- Sim, preciso do senhor, isto é, acreditei como um insensato que me poderia ajudar numa circunstância em que só Deus mepode valer.
- Diga sempre - respondeu Monte-Cristo.
- Oh, não sei, na verdade, se me será permitido revelar semelhante segredo a ouvidos humanos! Mas a necessidade e a fatalidade obrigam-me a isso, conde.
Morrel calou-se por momentos.
- Acredita que o estimo? - perguntou Monte-Cristo, pegando afectuosamente na mão do rapaz.

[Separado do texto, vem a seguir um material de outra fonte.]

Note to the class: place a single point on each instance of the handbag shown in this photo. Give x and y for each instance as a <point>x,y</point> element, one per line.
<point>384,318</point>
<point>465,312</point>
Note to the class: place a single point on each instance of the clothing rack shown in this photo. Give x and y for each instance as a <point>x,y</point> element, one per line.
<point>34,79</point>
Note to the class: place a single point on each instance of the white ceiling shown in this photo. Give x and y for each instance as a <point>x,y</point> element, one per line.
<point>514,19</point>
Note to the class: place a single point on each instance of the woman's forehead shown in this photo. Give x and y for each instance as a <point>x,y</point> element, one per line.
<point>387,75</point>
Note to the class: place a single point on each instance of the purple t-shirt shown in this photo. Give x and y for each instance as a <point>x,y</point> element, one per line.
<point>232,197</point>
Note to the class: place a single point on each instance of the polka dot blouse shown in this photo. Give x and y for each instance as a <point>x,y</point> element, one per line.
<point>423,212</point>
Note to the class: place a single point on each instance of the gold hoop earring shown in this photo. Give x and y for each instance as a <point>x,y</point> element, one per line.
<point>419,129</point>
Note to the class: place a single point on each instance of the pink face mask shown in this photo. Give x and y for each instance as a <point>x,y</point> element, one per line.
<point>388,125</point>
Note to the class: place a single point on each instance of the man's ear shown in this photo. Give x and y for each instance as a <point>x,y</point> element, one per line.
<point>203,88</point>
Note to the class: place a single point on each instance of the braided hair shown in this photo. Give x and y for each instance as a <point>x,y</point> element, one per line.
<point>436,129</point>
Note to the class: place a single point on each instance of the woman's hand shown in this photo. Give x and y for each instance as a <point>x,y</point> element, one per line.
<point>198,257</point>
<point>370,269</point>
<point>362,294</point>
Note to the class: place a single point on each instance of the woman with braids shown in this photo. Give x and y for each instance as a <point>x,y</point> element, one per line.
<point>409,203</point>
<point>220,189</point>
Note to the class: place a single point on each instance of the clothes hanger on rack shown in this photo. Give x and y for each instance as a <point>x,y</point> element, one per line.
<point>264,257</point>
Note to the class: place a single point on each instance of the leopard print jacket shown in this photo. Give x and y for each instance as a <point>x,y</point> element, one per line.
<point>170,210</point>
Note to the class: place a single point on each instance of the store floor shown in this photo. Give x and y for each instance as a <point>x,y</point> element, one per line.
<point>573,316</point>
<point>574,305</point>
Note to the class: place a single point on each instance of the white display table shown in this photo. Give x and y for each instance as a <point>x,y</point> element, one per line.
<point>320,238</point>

- Oh, o senhor encoraja-me e depois qualquer coisa me diz aqui - e Morrel pôs a mão no coração - que não devo ter segredos para o senhor.

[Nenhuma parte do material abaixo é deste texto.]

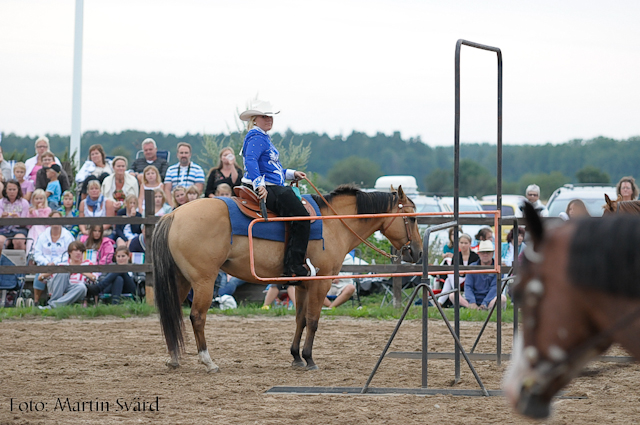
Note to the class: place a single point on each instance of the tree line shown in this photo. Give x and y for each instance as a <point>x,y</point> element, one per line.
<point>359,158</point>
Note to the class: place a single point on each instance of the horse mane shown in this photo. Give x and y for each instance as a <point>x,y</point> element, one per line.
<point>604,255</point>
<point>366,202</point>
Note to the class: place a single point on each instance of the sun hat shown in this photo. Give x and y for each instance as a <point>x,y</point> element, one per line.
<point>258,107</point>
<point>485,246</point>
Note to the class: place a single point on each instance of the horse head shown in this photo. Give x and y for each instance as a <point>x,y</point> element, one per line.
<point>544,358</point>
<point>403,233</point>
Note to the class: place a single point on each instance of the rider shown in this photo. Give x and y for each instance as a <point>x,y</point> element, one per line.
<point>266,176</point>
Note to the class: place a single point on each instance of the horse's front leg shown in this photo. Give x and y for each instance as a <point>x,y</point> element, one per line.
<point>301,322</point>
<point>316,294</point>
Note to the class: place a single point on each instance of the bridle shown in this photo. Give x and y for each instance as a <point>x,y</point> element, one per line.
<point>548,370</point>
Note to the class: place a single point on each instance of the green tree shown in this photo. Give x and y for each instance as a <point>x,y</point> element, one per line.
<point>591,174</point>
<point>354,169</point>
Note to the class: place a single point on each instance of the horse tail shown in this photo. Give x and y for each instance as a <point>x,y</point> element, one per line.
<point>166,288</point>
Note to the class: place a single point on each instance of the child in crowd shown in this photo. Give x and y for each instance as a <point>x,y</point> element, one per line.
<point>54,190</point>
<point>68,209</point>
<point>224,189</point>
<point>151,180</point>
<point>20,170</point>
<point>192,193</point>
<point>38,208</point>
<point>179,195</point>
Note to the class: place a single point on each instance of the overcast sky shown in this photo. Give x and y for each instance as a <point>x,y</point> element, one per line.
<point>570,67</point>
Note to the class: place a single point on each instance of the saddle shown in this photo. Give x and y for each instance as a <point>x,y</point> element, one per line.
<point>249,204</point>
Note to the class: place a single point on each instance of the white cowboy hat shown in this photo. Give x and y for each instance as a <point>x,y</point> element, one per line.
<point>258,107</point>
<point>485,246</point>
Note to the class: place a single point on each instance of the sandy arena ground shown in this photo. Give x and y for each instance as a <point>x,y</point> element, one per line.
<point>118,361</point>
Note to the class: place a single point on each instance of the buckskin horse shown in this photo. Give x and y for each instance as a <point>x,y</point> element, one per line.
<point>579,292</point>
<point>193,242</point>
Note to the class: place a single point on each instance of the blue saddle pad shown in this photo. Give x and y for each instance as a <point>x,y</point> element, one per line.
<point>271,230</point>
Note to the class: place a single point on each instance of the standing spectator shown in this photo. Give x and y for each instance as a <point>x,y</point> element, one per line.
<point>12,205</point>
<point>185,173</point>
<point>68,288</point>
<point>533,196</point>
<point>179,196</point>
<point>54,191</point>
<point>48,159</point>
<point>150,151</point>
<point>96,241</point>
<point>50,249</point>
<point>5,167</point>
<point>120,184</point>
<point>627,188</point>
<point>27,186</point>
<point>38,208</point>
<point>151,180</point>
<point>95,168</point>
<point>34,163</point>
<point>95,205</point>
<point>68,209</point>
<point>227,172</point>
<point>480,290</point>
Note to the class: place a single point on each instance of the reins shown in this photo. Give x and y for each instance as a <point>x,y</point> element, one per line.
<point>366,242</point>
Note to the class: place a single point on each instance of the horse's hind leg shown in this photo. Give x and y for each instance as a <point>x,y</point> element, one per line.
<point>301,322</point>
<point>202,296</point>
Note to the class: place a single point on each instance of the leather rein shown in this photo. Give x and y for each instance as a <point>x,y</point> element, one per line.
<point>400,209</point>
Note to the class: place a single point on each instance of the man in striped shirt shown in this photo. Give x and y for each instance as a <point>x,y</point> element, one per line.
<point>185,173</point>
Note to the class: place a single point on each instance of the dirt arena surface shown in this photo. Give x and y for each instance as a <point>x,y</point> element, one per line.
<point>117,361</point>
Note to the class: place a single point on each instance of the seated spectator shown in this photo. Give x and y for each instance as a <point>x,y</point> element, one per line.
<point>192,193</point>
<point>38,208</point>
<point>68,209</point>
<point>227,172</point>
<point>66,288</point>
<point>466,257</point>
<point>507,249</point>
<point>13,205</point>
<point>576,209</point>
<point>151,180</point>
<point>179,196</point>
<point>95,168</point>
<point>95,205</point>
<point>162,207</point>
<point>224,189</point>
<point>53,190</point>
<point>274,290</point>
<point>34,164</point>
<point>27,186</point>
<point>49,249</point>
<point>42,181</point>
<point>5,167</point>
<point>480,290</point>
<point>126,232</point>
<point>185,173</point>
<point>484,234</point>
<point>343,289</point>
<point>150,151</point>
<point>627,189</point>
<point>96,241</point>
<point>120,184</point>
<point>115,284</point>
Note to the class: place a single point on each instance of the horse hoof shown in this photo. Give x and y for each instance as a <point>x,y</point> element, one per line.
<point>172,364</point>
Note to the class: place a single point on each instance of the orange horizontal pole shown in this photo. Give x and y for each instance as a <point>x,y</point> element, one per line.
<point>356,216</point>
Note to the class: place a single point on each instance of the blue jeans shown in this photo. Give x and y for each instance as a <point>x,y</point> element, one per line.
<point>117,284</point>
<point>229,288</point>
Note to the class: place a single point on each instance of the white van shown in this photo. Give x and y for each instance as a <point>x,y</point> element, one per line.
<point>408,183</point>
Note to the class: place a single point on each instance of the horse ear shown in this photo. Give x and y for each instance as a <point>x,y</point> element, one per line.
<point>534,225</point>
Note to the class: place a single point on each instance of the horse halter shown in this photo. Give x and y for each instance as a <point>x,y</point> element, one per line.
<point>407,245</point>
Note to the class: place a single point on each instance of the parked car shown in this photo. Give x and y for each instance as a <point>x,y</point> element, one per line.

- Tem razão, Morrel. É Deus que fala ao seu coração e é o seu coração que lhe fala. Repita-me tudo o que lhe disse o seu coração.

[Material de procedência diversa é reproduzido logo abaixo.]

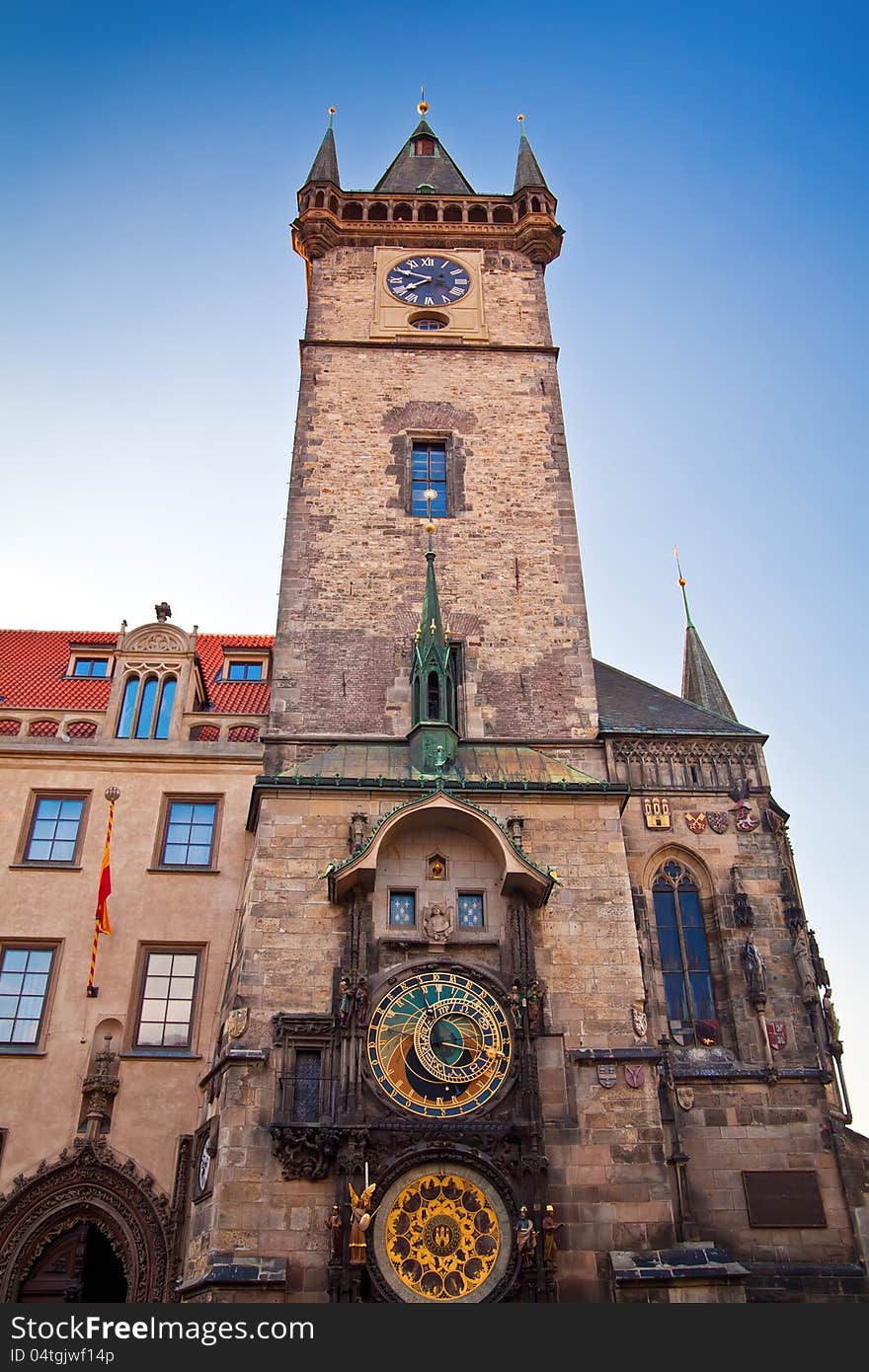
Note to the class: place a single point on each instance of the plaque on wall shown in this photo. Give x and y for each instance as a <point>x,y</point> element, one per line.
<point>784,1199</point>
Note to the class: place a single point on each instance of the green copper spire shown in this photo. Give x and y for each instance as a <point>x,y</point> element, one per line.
<point>700,682</point>
<point>326,162</point>
<point>528,175</point>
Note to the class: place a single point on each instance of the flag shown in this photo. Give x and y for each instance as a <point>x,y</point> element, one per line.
<point>105,886</point>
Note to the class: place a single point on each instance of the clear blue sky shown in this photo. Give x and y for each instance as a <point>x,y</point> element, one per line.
<point>710,305</point>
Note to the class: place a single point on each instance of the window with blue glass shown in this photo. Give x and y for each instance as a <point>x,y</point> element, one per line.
<point>470,910</point>
<point>24,987</point>
<point>429,474</point>
<point>53,829</point>
<point>190,833</point>
<point>91,667</point>
<point>684,956</point>
<point>403,908</point>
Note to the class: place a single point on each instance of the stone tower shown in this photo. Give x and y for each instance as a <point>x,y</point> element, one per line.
<point>447,984</point>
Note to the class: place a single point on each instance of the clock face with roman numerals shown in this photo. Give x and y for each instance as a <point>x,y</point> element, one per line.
<point>429,280</point>
<point>439,1044</point>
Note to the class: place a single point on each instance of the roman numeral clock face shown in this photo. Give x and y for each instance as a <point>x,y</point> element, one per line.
<point>439,1044</point>
<point>429,280</point>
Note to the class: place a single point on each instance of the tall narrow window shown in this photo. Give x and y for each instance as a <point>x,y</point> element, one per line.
<point>24,987</point>
<point>429,472</point>
<point>684,956</point>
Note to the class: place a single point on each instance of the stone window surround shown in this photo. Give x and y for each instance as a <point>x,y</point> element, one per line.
<point>162,827</point>
<point>55,947</point>
<point>27,829</point>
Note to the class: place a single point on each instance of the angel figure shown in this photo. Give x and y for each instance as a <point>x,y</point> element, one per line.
<point>359,1219</point>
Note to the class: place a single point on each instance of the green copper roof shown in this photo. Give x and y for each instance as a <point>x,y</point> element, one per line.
<point>407,172</point>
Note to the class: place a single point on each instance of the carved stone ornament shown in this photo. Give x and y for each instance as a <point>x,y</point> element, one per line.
<point>436,922</point>
<point>640,1021</point>
<point>718,820</point>
<point>90,1184</point>
<point>236,1023</point>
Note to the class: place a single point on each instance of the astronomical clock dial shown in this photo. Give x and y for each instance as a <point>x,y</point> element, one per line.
<point>429,280</point>
<point>439,1044</point>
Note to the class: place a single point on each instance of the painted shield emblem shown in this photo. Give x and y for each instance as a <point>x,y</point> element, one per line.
<point>745,819</point>
<point>777,1034</point>
<point>717,819</point>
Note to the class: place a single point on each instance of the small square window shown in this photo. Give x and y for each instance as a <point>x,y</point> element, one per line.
<point>24,987</point>
<point>166,999</point>
<point>189,837</point>
<point>55,829</point>
<point>403,908</point>
<point>91,667</point>
<point>470,910</point>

- Conde, permite-me que mande Baptistin pedir da sua parte notícias de alguém que o senhor conhece?
- Se me pus à sua disposição, com mais forte razão ponho os meus criados.
- Oh, é que não viverei enquanto não tiver a certeza de que ela está melhor!
- Quer que chame Baptistin?
- Não, eu próprio falo com ele.
Morrel saiu, chamou Baptistin e disse-lhe algumas palavras em voz baixa. O criado de quarto saiu a correr.
- Então, já o mandou? - perguntou Monte-Cristo ao ver entrar Morrel.
- Sim e espero ficar um pouco mais tranquilo.
- Estou à espera de ouvir o que tem para me dizer - lembrou Monte-Cristo, sorrindo.
- Tem razão, escute. Uma noite encontrava-me num jardim, escondido por um renque de árvores, e ninguém desconfiava da minha presença ali. Duas pessoas passaram perto de mim. Permita-me que cale provisoriamente os seus nomes. Conversavam em voz baixa e no entanto eu tinha tanto interesse em ouvir as suas palavras que não perdia uma só das que diziam.
- O caso anuncia-se lugubremente, a julgar pela sua palidez e pela sua emoção, Morrel.
- Oh, sim, muito lugubremente, meu amigo! Acabava de morrer alguém em casa do dono do jardim onde me encontrava. Uma das duas pessoas cuja conversa escutava era o dono do jardim e a outra o médico. ora, o primeiro confiava ao segundo os seus receios e os seus desgostos, porque era a segunda vez no espaço de um mês que a morte se abatia, rápida e imprevista, sobre aquela casa, que dir-se-ia designada por algum anjo exterminador à cólera de Deus.
- Ah, ah! - exclamou Monte-Cristo, olhando fixamente o rapaz e virando a sua poltrona num movimento imperceptível, de forma a ficar na sombra, enquanto a luz batia na cara de Maximilien
- Sim - continuou este -, a morte entrara duas vezes naquela casa no espaço de um mês.
- E que respondia o médico? - perguntou Monte-Cristo.